The excitement of this justice was short lived, however, when in April 1987 the Appeals Court overturned the decision, saying that the United States is protected from any suit through the sovereign immunity – basically saying that no matter what happens in America, America cannot be held responsible. This was a hard line that could not be crossed, deliberately cutting off any future attempt at law suits or appeals right at the knees. The facts and details of these court cases cannot be argued, and are used by Williams to corroborate her claim.
Living with the Mormon philosophy that authority should be respected, Williams and the others of her family had accepted that there was nothing that they could do about the radioactive contamination that continues to destroy her family members one at a time. In fact, she herself had been told multiple times by her own relatives who were watching their loved ones deal with the horrible symptoms that come with cancer that she should let it go and just know that it was enough that they now knew why their family was burdened with this constant affliction. But with the continual inundation of diagnosis, chemotherapy, waiting rooms, and depressing observation of death and grief, Williams decided that her conscience had to overcome her upbringing and own moral beliefs, and she had to come forward and speak out for her family.

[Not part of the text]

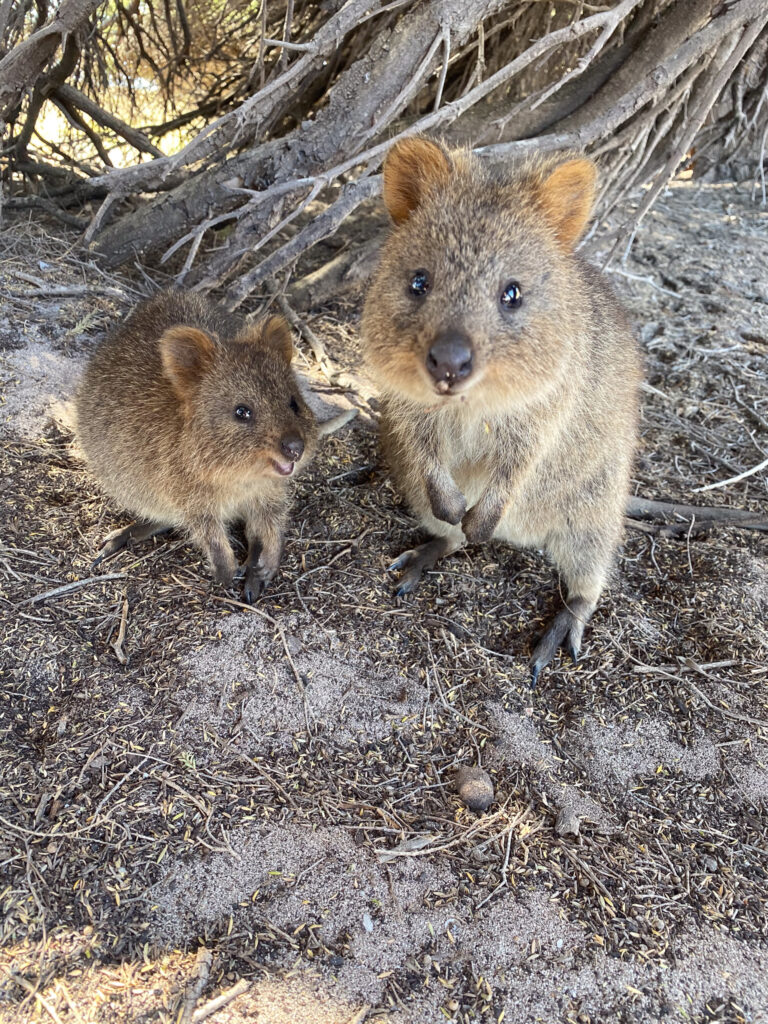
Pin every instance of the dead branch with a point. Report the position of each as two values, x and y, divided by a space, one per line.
24 65
672 514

Without direct evidence, she admits that she has no proof that her family members have died as a result of the nuclear fallout, but that doesn’t stop her from spreading the data, such as the fact that it took her mother fourteen years from initial exposure to first evidence of cancer, which is what the documented claims of the experts say that radiation cancer requires before it is visibly evident. She has compiled research and data on the “virtually uninhabited” desert area that was the site of so much nuclear activity, and the damage done. Nuclear testing is still being done in the deserts of Utah, and she wants it to stop before it can cause further damage. As she says, “virtually uninhabited” means there still are inhabitants.

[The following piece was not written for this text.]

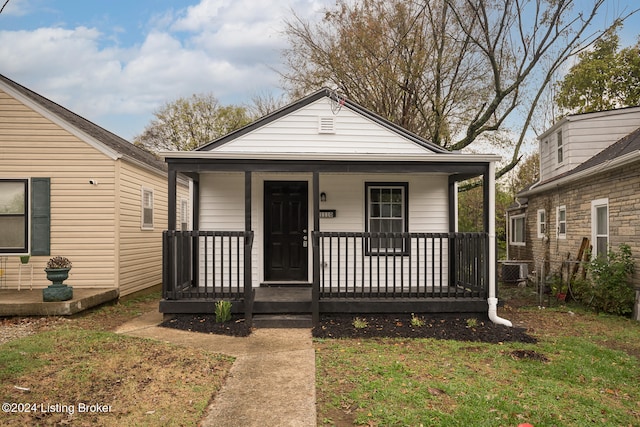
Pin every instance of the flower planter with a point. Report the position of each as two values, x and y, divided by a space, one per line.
57 291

Williams has become an activist in the field of environmental impacts on people, both directly and indirectly, and has even been arrested for her convictions. She has testified before Congress regarding her concerns. Her appeal to the reader through facts and logic help argue her claim plausibly rather than emotionally, and her additional personal touches throughout her essay serves the purpose of linking the idea of human suffering with direct and indirect environmental origins.
About: Terry Tempest Williams (born 8 September 1955), is an American author, conservationist, and activist. Williams’ writing is rooted in the American West and has been significantly influenced by the arid landscape of her native Utah and its Mormon culture. Her work ranges from issues of ecology and wilderness preservation, to women’s health, to exploring our relationship to culture and nature.
Williams has testified before Congress on women’s health, committed acts of civil disobedience in the years 1987–1992 in protest against nuclear testing in the Nevada Desert, and again, in March 2003 in Washington, D.C., with Code Pink, against the Iraq War. She has been a guest at the White House, has camped in the remote regions of the Utah and Alaska wildernesses and worked as “a barefoot artist” in Rwanda.
Williams is the author of a number of books: Refuge: An Unnatural History of Family and Place; An Unspoken Hunger: Stories from the Field; Desert Quartet; Leap; Red: Passion and Patience in the Desert; The Open Space of Democracy; and Finding Beauty in a Broken World.